Racism and individuals

When difficult conversations make an appearance, the response of many well-meaning White persons is to react with feelings of hurt irritability. The response often says: “I’m a nice person, I am kind to all people. I don’t
intend any harm to people of color, and I can’t help liking the people I like, marrying the people I like, socializing with the people I like. Therefore, my actions as an individual should, out of courtesy, be spared such critical scrutiny.” 

This response speaks at cross-purposes to critical scrutiny because racism is systemic. Racism is not a conflict between individuals. But when people of color and white allies point this out, nice White people say, “D-uh, then it’s not my fault anyway.”


The problem with scrutinizing systemic racism in an intensely individualistic cultural setting is that most people lack the tools for macro scrutiny of such issues. This is why narratives of colonialism, slavery, and racism are all silenced with a shrug and Well, I didn’t do it, and you didn’t get dragged here in chains, and it was a long time ago, so can we get over it now? Nice White individuals feel that their basic decency should emancipate them from the unpleasant kitchen-sink talk of racism and inequality. If it’s not their “fault” as individuals, they shouldn’t as individuals be asked to engage with the issues.

But a person’s niceness doesn’t make systemic racism go away. It may give you moral authority over a vast mass of nasty White people, and it may give you the cosmopolitan power of I’m different: I have Black, White, Hispanic, Muslim, Asian, gay friends. But it does little vis-à-vis systemic inequality and racism. It also does nothing to change the fact that you are complicit in systemic racism, that you, your children, and your closest friends benefit directly from being White, from the many privileges of being White right now, not a long time ago.

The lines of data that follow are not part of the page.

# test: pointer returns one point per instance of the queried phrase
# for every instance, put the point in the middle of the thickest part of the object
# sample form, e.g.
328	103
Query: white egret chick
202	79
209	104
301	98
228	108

It may seem un-classy, in a Dowager Countess sort of way, to talk about a nice individual’s participation – albeit unwitting – in systemic racism. But perhaps the problem is not with the scrutiny but with Whites’ narrow, individualistic notions of niceness. If my niceness is unable to stretch enough to put me as an individual in slight discomfort, then my niceness is a starched, out-dated, egocentric niceness. If every conversation must conclude with me “feeling good about myself” then my niceness is ultimately self-serving. If you cannot bear to have difficult conversations (or watch difficult movies), then you may wish to recognize how you are fully complicit in systemic racism to the extent that you will lose neither an ounce of privilege in college admissions, job prospects, and social belonging, nor will you withdraw from your place of superior and cushy benevolence in social interactions.

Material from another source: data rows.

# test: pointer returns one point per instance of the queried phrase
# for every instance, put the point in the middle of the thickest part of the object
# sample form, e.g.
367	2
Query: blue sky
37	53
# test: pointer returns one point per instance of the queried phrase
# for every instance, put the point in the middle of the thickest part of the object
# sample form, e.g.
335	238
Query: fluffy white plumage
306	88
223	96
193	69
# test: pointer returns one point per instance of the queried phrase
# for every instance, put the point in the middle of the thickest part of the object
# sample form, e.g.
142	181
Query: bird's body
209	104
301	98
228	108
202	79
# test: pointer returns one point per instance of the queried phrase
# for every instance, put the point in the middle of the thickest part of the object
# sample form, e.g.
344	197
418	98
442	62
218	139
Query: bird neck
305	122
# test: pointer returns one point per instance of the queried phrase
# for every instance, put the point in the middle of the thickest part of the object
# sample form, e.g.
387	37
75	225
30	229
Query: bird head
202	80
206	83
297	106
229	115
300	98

3 thoughts on “Racism and individuals”

  1. Great post Shabana! This is exactly what we are grappling with in our faculty development institute about race/power/priv (and honestly grappling, ie: some participants are resisting the idea that they *need* —or should be willing–to be uncomfortable, and argue that discomfort won’t help them “learn” anything new). I remember watching a teacher (in grad school)walk around a conference table repeating the question: “How do you sleep at night” to a small group of law students enrolled in a federal-Indian law class. This is hard stuff to navigate (the far-reaching impact of historic and contemporary colonial power)…and discomfort seems to me to be a necessary part of really engaging in these conversations. Love to you dear friend…xoxo tess

  2. Thank you, Twenny, for sharing that. Yes, and there are some people who are an inspiration to me and to others in this quest – you are two of them – Twenny and Tess, two of the few who are willing to swallow the discomfort for what is true and strong. You have only one problem: living too dang far away.